Circuit Diagram For Arduino laser turret:
To simplify the process, let’s go through the circuit building step by step, focusing on each component individually.
There are two main components in this circuit: the micro servos and the PS2 module.
Micro servo connections
The micro servo consists of three pins: two for the power supply, positive (+) and negative (-), and one for the signal. According to the circuit diagram, the positive and negative pins of the two servos are connected to the power rails on the breadboard. The signal pins of the servos are then connected to pins D3 and D4 on the Arduino Uno.
In this project, the servos are responsible for controlling the up-down and swinging actions. The second servo’s horn is equipped with a holder to secure the laser module in place.
Analog joystick module
The joystick module comprises four pins, of which two are dedicated to the power supply, and the remaining two are used for vertical and horizontal control.
For the connections, we connect the positive (+) and negative (-) pins of the joystick module to the power rails of the breadboard. Additionally, the Vrx (vertical) and Vry (horizontal) pins are connected to the A0 and A1 pins on the Arduino Uno board, respectively.
As for the laser diode, it can be directly connected to the power rails on the breadboard, where the +5V and GND pins from the Arduino Uno are connected.
With these connections established, the circuit is complete, and we can proceed to upload the codes to the Arduino Uno.
Arduino laser turret code
To upload the code to your Arduino Uno, follow these steps:
1. Connect the programming cable to the Arduino Uno.
2. Open the Arduino IDE.
3. Check the port number and board type by navigating to “Tools” and selecting the appropriate options for “Board Type” and “Ports.”
4. Copy the provided code and paste it into the Arduino IDE.
5. Click on the “Upload” button to initiate the upload process.
6. Once the upload is complete, disconnect the programming cable from the Arduino Uno.
By following these steps, you will successfully upload the code to your Arduino Uno and can proceed with the next stages of the project.
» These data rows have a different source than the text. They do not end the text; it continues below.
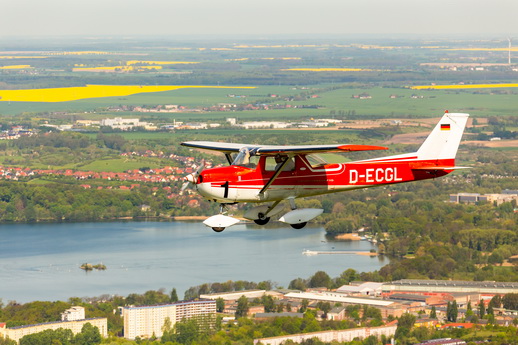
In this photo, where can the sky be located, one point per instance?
(180, 18)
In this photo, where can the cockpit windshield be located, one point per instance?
(316, 161)
(246, 158)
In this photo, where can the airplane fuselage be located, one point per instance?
(233, 183)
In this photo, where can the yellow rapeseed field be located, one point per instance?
(21, 57)
(327, 69)
(134, 62)
(66, 94)
(114, 68)
(16, 67)
(470, 86)
(514, 49)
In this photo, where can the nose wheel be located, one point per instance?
(262, 220)
(298, 225)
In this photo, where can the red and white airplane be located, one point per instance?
(271, 174)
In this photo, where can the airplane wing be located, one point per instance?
(275, 149)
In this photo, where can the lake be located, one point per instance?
(41, 261)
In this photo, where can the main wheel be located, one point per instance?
(262, 220)
(298, 225)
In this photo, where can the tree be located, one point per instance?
(242, 307)
(320, 279)
(7, 341)
(268, 303)
(303, 306)
(454, 311)
(325, 307)
(405, 324)
(186, 331)
(433, 313)
(481, 309)
(220, 305)
(297, 284)
(510, 301)
(89, 335)
(174, 296)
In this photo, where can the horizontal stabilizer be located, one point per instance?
(277, 149)
(439, 168)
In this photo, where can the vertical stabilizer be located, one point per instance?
(444, 140)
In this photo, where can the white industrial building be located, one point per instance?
(73, 314)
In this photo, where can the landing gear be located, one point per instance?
(297, 218)
(262, 220)
(219, 222)
(298, 225)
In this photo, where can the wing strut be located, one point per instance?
(275, 175)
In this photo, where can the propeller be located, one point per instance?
(192, 177)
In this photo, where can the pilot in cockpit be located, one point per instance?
(279, 159)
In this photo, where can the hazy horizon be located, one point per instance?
(232, 18)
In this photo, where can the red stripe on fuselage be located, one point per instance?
(348, 174)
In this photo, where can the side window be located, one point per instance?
(272, 163)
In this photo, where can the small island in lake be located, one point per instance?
(90, 267)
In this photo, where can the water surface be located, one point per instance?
(41, 261)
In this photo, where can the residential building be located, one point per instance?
(365, 289)
(148, 321)
(505, 196)
(16, 333)
(234, 296)
(346, 335)
(73, 314)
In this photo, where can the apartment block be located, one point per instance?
(146, 321)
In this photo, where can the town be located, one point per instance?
(370, 309)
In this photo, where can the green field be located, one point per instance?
(332, 103)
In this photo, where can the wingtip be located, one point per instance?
(361, 148)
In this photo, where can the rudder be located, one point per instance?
(443, 142)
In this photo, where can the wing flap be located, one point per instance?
(275, 149)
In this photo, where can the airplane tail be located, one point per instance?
(443, 142)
Some basics about the code
We start the code by #include <Servo.h> that means we are telling the IDE to include servo library so that it can understand with what module we are trying to communicate
After this we are calling functions for Joystick and then assigning the pin numbers for servos these are called as
int joyX = 0;
int joyY = 1;
joyVal = analogRead(joyX);
joyVal = map(joyVal, 0, 1023, 0, 180);
joyVal = analogRead(joyY);
joyVal = map(joyVal, 0, 1023, 0, 180);
The delay parameter represents the amount of time allocated to the servo. Increasing the delay value results in a slower response, as it allows for smoother movements and helps eliminate any unwanted noise or vibrations.
Once you have successfully uploaded the code, it is crucial to test all the functions to ensure they are working properly. By conducting thorough testing, you can verify that each component and function is functioning as expected. Once you are satisfied with the individual tests, you can proceed to assemble all the components together.